- Born: October 17, 1915 Johannesburg, South Africa
- Died: May 3, 2018 (aged 102)
- Citizenship: Canadian
- Education: King Edward VII School Cambridge University University of the Witwatersrand
- Scientific career
- Fields: Geology, Palaeontology
- Workplaces: Dalhousie University
- Website: www.dal.ca/faculty/science/earth-sciences/faculty_staff/faculty/cooke_hbs.html

= H. Basil S. Cooke =

South African-Canadian geologist and palaeontologist

Herbert Basil Sutton Cooke (17 October 1915 – 3 May 2018) was a South African-Canadian geologist and palaeontologist, and Emeritus Professor at Dalhousie University. Born in Johannesburg, South Africa, he was educated at King Edward VII School before earning a B.A. (1936) and M.A. (1940) at Cambridge University, and M.Sc. (1940) and D.Sc. (1947) at the University of the Witwatersrand.

He is known for his studies of fossil pigs and other even-toed ungulates of Africa. A festschrift in honor of his life and contributions was published in Transactions of the Royal Society of South Africa in 2006.

== Honors and awards ==
He was made a Fellow of the Royal Society of South Africa in 1948 for his contributions to Quaternary geology.

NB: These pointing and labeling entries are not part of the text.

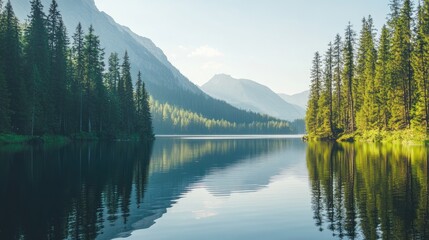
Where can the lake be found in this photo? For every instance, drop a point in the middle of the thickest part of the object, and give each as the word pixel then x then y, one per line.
pixel 221 187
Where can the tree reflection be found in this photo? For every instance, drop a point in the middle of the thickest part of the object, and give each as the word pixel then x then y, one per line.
pixel 369 191
pixel 61 193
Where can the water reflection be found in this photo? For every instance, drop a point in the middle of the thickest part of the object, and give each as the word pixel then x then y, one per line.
pixel 73 192
pixel 368 191
pixel 102 191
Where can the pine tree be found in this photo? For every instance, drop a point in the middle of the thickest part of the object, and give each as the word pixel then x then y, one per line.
pixel 94 91
pixel 311 119
pixel 4 105
pixel 126 95
pixel 348 77
pixel 144 119
pixel 382 80
pixel 37 57
pixel 58 43
pixel 366 91
pixel 325 101
pixel 402 80
pixel 12 62
pixel 395 8
pixel 78 59
pixel 420 57
pixel 337 83
pixel 112 78
pixel 113 74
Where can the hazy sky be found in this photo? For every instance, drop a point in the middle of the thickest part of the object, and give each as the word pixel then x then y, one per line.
pixel 269 41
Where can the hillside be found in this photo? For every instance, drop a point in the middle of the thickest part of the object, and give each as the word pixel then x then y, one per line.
pixel 252 96
pixel 300 99
pixel 164 82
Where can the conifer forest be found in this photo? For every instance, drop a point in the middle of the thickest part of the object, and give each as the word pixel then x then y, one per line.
pixel 374 80
pixel 57 85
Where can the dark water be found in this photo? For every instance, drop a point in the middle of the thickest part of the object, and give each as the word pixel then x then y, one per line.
pixel 214 188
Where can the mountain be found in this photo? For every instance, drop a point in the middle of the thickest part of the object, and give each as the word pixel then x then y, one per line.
pixel 164 82
pixel 299 99
pixel 249 95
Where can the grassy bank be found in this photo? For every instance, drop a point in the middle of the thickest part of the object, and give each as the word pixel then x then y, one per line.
pixel 14 139
pixel 407 137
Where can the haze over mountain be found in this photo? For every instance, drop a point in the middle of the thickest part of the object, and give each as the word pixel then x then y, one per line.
pixel 249 95
pixel 299 99
pixel 164 82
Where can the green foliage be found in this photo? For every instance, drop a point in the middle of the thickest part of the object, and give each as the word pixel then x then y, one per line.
pixel 384 89
pixel 13 139
pixel 311 119
pixel 171 119
pixel 369 191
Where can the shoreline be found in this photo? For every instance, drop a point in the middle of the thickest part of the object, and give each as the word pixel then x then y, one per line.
pixel 404 137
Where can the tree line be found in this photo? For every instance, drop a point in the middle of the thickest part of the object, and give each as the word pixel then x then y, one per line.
pixel 362 84
pixel 51 84
pixel 172 119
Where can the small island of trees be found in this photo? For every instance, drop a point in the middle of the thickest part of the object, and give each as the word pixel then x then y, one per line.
pixel 374 89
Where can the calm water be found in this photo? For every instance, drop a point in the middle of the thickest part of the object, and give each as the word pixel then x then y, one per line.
pixel 214 188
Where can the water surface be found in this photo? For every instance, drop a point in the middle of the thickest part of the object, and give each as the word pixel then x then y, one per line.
pixel 214 188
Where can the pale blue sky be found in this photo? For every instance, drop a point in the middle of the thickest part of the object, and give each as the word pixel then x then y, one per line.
pixel 269 41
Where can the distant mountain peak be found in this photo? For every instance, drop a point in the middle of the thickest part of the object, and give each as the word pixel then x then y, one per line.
pixel 250 95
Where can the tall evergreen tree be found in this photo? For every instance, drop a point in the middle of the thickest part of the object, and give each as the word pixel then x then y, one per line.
pixel 12 63
pixel 93 81
pixel 37 57
pixel 337 100
pixel 348 76
pixel 311 118
pixel 382 80
pixel 126 94
pixel 420 58
pixel 395 8
pixel 402 80
pixel 144 119
pixel 365 90
pixel 58 43
pixel 4 105
pixel 113 73
pixel 325 101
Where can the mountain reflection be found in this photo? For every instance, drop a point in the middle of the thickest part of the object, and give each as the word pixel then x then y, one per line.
pixel 368 191
pixel 73 192
pixel 101 191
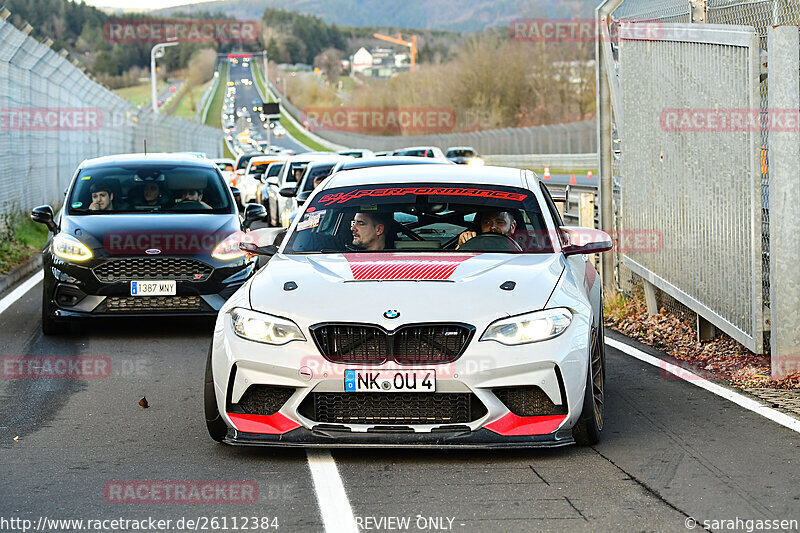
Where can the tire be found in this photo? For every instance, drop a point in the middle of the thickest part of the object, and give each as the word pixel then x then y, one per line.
pixel 51 326
pixel 217 428
pixel 590 424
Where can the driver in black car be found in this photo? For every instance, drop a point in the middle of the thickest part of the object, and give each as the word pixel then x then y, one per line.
pixel 498 221
pixel 194 195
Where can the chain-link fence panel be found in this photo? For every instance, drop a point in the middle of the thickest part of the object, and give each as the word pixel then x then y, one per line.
pixel 53 116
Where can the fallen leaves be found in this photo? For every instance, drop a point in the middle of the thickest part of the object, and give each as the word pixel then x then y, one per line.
pixel 721 359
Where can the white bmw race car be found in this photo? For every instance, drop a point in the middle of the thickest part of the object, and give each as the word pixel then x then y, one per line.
pixel 433 305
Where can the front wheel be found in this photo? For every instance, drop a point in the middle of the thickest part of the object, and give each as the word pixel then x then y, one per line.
pixel 587 431
pixel 51 326
pixel 217 428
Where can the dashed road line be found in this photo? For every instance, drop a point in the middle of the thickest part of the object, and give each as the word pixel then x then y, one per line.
pixel 337 515
pixel 20 291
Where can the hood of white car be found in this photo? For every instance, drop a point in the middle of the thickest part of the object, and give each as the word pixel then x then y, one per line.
pixel 362 287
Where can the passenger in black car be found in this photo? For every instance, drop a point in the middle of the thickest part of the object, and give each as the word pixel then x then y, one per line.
pixel 102 196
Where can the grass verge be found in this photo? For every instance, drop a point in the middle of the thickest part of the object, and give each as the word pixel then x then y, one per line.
pixel 140 95
pixel 293 130
pixel 22 238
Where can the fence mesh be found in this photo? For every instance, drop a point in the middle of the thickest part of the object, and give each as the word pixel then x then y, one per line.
pixel 760 14
pixel 43 141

He received the Canadian Centennial Medal (1967) and Queen’s Golden Jubilee Medal (2002) for his contributions to education. Other honors include being a Life Fellow of the Geological Society of South Africa, an Honorary Life Member of the Palaeontological Society of Southern Africa, past president and Life Member of both the South African Geographical Society and the South African Archaeological Society, and past vice-president of the South African Association for the Advancement of Science.

== Books ==
His books include Geology for South African Students, co-written with G. N. G. Hamilton and published in five editions since 1939, and The Evolution of African Mammals (1978), co-edited with V. J. Maglio.

== Death ==
He turned 100 in October 2015, and died in May 2018 at the age of 102.